After hearing from Aaron Delaney’s parents — his mother, Annette Stephens, and father, Aaron Delaney Sr. —  Street went through the sentencing guidelines state law requires him to follow. Both said their son’s death was devastating to them and their families, and that it was hurtful to learn she was going to clubs and partying after she got out of jail on bond.

“He was my rock, he was my strength, and he had a heart of gold and he would do anything for anyone,” Stephens said of her son. “You took a huge part of my life. You have no idea. I no longer know life as it once was. And your children ... you have hurt your daughters. I am angry. This girl has done so much to my son, to this family and you have yet to be accountable for anything you have ever done to him. He was good to you.”

Delaney Sr.’s comments to Keeva Delaney was more compassionate — to the point he said he had forgiven her but she must pay her penance and seek forgiveness from God.

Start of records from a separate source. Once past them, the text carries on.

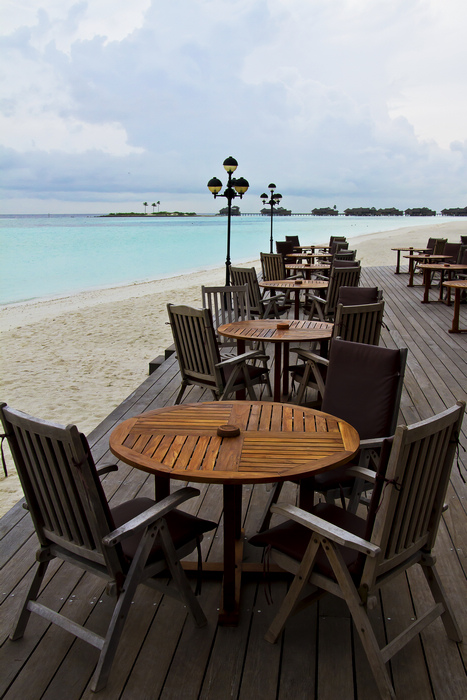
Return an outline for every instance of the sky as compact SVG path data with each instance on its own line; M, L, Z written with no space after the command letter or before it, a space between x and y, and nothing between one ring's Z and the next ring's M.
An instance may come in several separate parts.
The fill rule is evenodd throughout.
M0 213L467 206L465 0L0 0ZM151 211L149 206L148 211Z

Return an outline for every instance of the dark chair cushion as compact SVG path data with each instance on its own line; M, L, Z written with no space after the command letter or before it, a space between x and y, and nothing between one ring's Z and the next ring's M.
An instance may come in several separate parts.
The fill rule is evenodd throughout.
M115 527L120 527L135 516L143 513L148 508L153 506L155 501L151 498L135 498L131 501L126 501L119 506L111 509ZM205 532L213 530L217 527L217 523L210 520L197 518L189 513L184 513L180 510L173 510L165 516L165 521L169 528L170 536L172 537L175 549L182 547L190 542L190 540L200 537ZM141 539L141 533L137 533L123 540L121 543L123 554L129 560L133 559L138 544ZM149 555L148 562L154 562L162 559L162 550L159 544L155 544Z
M354 535L358 535L359 537L365 536L366 520L338 506L329 503L318 503L311 509L311 512L323 518L323 520L327 520L334 525L342 527L344 530L352 532ZM273 549L277 549L279 552L297 561L301 561L310 542L311 534L311 530L304 525L299 525L292 520L287 520L285 523L281 523L270 530L254 535L249 539L249 542L255 547L267 547L270 545ZM359 553L348 547L339 546L339 549L350 573L352 575L359 574ZM326 576L333 577L331 566L322 549L318 552L315 570Z
M340 287L337 297L337 303L344 306L376 304L378 301L378 287Z
M362 440L387 437L400 372L399 350L335 338L321 409L353 425Z

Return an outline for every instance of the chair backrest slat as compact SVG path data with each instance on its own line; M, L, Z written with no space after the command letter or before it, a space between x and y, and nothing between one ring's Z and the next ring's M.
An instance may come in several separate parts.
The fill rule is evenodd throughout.
M371 585L413 553L432 549L464 410L459 402L433 418L397 428L371 535L381 554L366 562L362 582Z
M120 570L120 548L102 545L114 525L85 436L5 404L1 417L41 545Z
M209 309L215 330L225 323L246 321L250 318L248 285L230 287L201 287L203 308ZM217 335L219 347L236 347L236 341Z
M260 253L260 256L265 282L286 278L284 258L280 253Z
M332 267L324 308L325 317L334 315L340 287L358 287L360 273L361 268L359 265L354 267Z
M222 391L224 378L216 367L219 348L209 309L167 305L182 379L196 379Z
M379 345L383 324L384 301L355 306L337 305L333 337L354 343Z
M230 276L235 286L248 285L250 314L261 314L261 289L254 267L231 267Z

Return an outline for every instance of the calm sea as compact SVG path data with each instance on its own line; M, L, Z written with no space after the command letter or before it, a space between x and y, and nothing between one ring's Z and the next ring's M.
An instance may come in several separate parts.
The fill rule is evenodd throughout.
M447 217L313 217L274 219L274 240L296 234L304 243L330 235L357 236ZM270 219L232 219L231 259L241 263L269 251ZM226 217L187 219L0 216L0 304L68 295L160 279L225 263Z

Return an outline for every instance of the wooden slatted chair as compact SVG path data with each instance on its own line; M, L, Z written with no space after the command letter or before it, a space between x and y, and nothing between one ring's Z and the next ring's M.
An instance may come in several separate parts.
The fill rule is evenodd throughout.
M344 261L339 263L339 265L342 264L345 265L346 263ZM311 301L310 320L317 317L320 321L333 321L340 287L358 287L360 273L360 265L353 265L352 267L337 267L333 265L326 296L319 297L312 293L309 295Z
M205 625L180 559L199 547L203 533L217 525L176 509L199 491L182 488L159 503L134 498L110 508L86 437L76 426L32 418L6 404L0 405L0 414L40 545L36 572L10 639L23 637L33 612L97 647L100 655L90 686L97 691L107 683L140 583L180 598L195 623ZM107 582L106 592L115 597L115 607L103 636L56 612L62 605L59 594L53 609L37 601L47 566L55 558ZM162 572L170 573L176 585L158 582L156 576Z
M209 309L216 331L217 344L221 355L232 353L237 343L232 338L219 335L217 329L225 323L246 321L251 318L248 285L231 285L229 287L201 287L203 309Z
M232 393L246 389L254 401L257 397L253 386L264 383L272 393L267 355L251 350L221 360L209 309L167 304L167 312L182 375L176 404L182 400L187 386L193 384L210 389L216 400L227 399ZM248 360L257 360L262 365L250 364Z
M287 271L285 269L284 258L281 253L260 253L263 280L285 280Z
M292 243L293 246L300 248L300 238L298 236L286 236L285 240Z
M339 287L338 304L357 306L358 304L376 304L383 298L383 292L378 287Z
M438 617L448 637L462 641L432 553L465 403L411 426L399 426L392 449L381 454L368 517L320 503L310 513L292 505L273 511L287 518L250 543L271 549L273 559L295 578L272 622L266 640L274 643L288 618L325 593L347 603L381 698L396 694L387 662ZM415 564L423 571L434 599L404 632L380 648L367 610L379 589ZM305 588L311 595L301 599Z
M259 318L277 318L285 313L290 305L284 305L283 294L262 292L254 267L231 267L230 277L234 285L248 285L250 314Z
M323 401L321 410L347 421L360 436L360 450L352 464L374 468L382 442L392 437L397 425L404 385L407 348L392 349L354 343L341 338L331 342L329 360L319 358L327 366L319 379ZM312 504L318 491L329 503L344 496L348 509L355 511L366 484L356 481L350 467L338 467L302 481L301 504ZM274 484L262 516L259 530L269 527L270 507L276 503L282 484ZM311 499L311 504L310 504Z

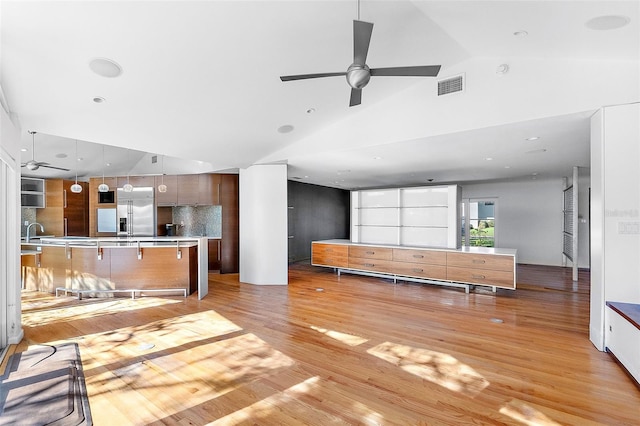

Both asked the judge to put their son’s killer in prison for as long as possible.

In defense attorney Bill McManus’ argument for no jail time, he told Street his client had no criminal history, and when she shot her husband she was being beaten at the time. He urged the court to place his client on probation so she could work and support her children.

Assistant District Attorney General Fred Lance’s response was, “isn’t it interesting Mr. McManus resorts to that argument that she needs to be out so she can work and take care of her kids. Well, if she hadn’t killed the father of those kids she wouldn’t necessarily have to be out there,” working.

That brought several loud comments from the audience and a reprimand from Street. Lance said he didn’t mean to “exacerbate emotions, but this is a case where it’s hard to take the emotions out of it even at this stage. The facts argue against full probation. If anything, the facts argue for her to serve her sentence and we would ask the court consider making her serve her sentence or making her serve split confinement.”

Before making his ruling, Street said there was nothing he could do to make anyone in the courtroom feel better.

“There’s a lot of hurt in this room ... a whole lot of hurt,” Street said. “I want you to understand there is nothing I can do do alleviate that hurt for anyone.” He noted that both of Delaney Jr.’s parents had expressed some amount of forgiveness to the woman who killed their son.

“She has three children. she is currently pregnant and the court has been informed it is a high-risk pregnancy,” the judge said. “Taking note of her pregnancy and the high risk nature of her pregnancy .... that would weigh slightly in favor of granting probation.”

Street also noted that Keeva Delaney had shown no remorse for her husband’s death.

“I’ve sat and watched almost everybody in this courtroom involved in this case cry except Ms. Delaney,” Street said. “And that causes me concern because remorse is one factor the court can look at. I have not seen any remorse from you, Ms. Delaney, during any hearing, during the plea or while you had people up here testifying about the loss they had. He was still your husband. It was still the father of your children. He’s gone at your hand. Yet I saw no emotion.” Street said that factor weighed against granting probation.

Keeva Delaney’s jail term begins June 1, 2019; she’ll serve the entire month and go back on community supervision. That will repeat until 2029. Street warned her to not attempt to have the date changed at any time during the next 10 years.